Has the year of the woman finally arrived?

It would be dangerous to generalize, because any photo of global Heads of State remains a choreography of black suits, with only one or two black skirts.

Yet - something new has happened in each of these triumphs for women's leadership.

Gender was not the barrier it used to be. On the contrary, being a woman may have been an advantage.

All three women have lived under male dictatorships - Merkel, under communism, an experience that makes her a passionate proponent of Democracy.

Both Liberia's and Chile's new Presidents have suffered during their countries' past regimes.

President Sirleaf was imprisoned twice and threatened with rape and execution.

President Elect Bechelet saw political terrorism first-hand. Her father, a General, was tortured and killed by Pinochet, and she and her mother were imprisoned and tortured.

None of these women has a traditional story.

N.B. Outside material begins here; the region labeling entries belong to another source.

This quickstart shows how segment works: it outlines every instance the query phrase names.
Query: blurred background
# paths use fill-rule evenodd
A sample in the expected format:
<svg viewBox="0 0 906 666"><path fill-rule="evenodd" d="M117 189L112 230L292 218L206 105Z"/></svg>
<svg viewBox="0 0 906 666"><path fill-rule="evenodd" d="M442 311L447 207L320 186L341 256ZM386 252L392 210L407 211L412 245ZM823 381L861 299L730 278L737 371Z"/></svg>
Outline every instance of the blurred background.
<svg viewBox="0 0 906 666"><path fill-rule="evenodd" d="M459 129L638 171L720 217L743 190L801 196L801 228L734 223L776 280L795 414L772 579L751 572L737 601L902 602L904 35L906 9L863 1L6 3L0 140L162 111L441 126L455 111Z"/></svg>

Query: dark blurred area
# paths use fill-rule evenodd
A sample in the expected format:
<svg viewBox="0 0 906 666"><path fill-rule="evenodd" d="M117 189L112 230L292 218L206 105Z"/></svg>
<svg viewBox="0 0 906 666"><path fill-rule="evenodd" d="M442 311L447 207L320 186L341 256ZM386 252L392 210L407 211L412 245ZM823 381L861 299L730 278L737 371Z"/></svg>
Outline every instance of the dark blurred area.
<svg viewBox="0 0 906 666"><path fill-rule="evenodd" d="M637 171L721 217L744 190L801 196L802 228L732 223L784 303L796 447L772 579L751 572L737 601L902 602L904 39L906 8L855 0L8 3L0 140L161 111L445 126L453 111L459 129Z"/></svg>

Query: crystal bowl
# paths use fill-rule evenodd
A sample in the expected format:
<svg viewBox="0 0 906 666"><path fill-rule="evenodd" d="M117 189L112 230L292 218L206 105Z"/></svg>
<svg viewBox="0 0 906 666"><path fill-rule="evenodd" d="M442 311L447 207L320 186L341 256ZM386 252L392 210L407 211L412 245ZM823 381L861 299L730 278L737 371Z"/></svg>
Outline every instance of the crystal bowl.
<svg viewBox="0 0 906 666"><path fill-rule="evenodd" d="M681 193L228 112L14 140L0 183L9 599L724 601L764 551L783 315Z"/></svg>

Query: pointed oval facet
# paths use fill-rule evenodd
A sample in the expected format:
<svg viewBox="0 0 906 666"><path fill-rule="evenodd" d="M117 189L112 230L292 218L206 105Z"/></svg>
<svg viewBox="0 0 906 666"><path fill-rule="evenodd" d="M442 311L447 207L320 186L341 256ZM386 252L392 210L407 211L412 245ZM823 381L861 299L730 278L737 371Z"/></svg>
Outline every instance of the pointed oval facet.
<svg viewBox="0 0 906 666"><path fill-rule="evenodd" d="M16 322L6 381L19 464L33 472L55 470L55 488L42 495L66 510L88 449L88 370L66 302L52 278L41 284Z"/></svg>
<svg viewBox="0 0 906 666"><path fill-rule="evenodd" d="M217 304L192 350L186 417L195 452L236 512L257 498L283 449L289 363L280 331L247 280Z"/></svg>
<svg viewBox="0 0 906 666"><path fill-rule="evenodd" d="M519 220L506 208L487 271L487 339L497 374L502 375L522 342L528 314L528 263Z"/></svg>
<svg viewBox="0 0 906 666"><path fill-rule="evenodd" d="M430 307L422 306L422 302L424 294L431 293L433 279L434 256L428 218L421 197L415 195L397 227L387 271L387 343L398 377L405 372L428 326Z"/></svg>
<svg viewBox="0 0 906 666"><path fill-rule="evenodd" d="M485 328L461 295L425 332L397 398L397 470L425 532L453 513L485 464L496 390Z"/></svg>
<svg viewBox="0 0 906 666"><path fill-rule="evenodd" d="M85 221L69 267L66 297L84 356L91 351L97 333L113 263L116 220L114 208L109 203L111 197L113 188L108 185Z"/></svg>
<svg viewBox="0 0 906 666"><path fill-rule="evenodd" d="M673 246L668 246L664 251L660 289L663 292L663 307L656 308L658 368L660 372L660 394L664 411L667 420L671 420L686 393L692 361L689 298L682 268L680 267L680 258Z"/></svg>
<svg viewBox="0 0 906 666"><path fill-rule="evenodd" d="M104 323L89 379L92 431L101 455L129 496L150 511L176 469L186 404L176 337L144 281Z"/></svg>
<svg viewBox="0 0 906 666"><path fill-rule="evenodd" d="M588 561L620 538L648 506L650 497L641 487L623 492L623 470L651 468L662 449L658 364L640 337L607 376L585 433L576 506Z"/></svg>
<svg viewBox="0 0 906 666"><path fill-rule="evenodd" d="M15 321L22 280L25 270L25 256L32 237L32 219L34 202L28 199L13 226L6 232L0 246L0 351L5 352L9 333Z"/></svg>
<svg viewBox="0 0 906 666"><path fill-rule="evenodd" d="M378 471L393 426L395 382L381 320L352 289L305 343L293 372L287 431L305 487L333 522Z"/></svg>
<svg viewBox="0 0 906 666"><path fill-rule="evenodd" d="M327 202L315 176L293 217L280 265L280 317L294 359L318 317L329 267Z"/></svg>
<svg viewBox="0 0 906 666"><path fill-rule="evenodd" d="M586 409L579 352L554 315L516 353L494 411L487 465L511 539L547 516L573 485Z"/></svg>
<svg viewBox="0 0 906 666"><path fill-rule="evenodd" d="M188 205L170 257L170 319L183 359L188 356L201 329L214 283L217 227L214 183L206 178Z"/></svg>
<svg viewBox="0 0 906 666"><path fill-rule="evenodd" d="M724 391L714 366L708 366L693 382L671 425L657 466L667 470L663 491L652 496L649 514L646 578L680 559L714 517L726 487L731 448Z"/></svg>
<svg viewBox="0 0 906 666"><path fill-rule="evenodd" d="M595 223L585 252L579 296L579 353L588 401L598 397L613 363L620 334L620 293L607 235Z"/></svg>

Each of them has a compelling personal story which resonated with the voters.

While American women politicians often agonize whether they should follow the male model of leadership, or reveal gender differences, both Liberia's and Chile's new leaders succeeded by making their femininity an advantage.

They define themselves as healers, peacemakers, mother figures who can bring their respective countries out of years of strife and suffering into a new period of reconciliation and change.

All three women exhibit remarkable courage and optimism.

Ms. Bechelet confessed on the News Hour recently that she had experienced rage at the Pinochet regime, which had killed her father, but she said she'd tried to channel pain into a constructive realm.

It is as if the voters had said, we're tired of the old style macho politics. We've suffered enough under those regimes.

We are ready to take the chance and try someone new-instead of the traditional father strong man leader; we want to be healed, nurtured and lead by our mother.

Put more simply, the voters wanted change.

All of these new leaders have high expectations to meet - perhaps impossibly high.

But for now - the fact that voters have entrusted themselves to new women leaders proves that questions about the ability of women to lead become inconsequential, when the candidates are compelling and the voters are ready to abandon old style politics, and take a chance on the new.

This is Madeleine May Kunin.

Madeleine May Kunin is a former governor of Vermont.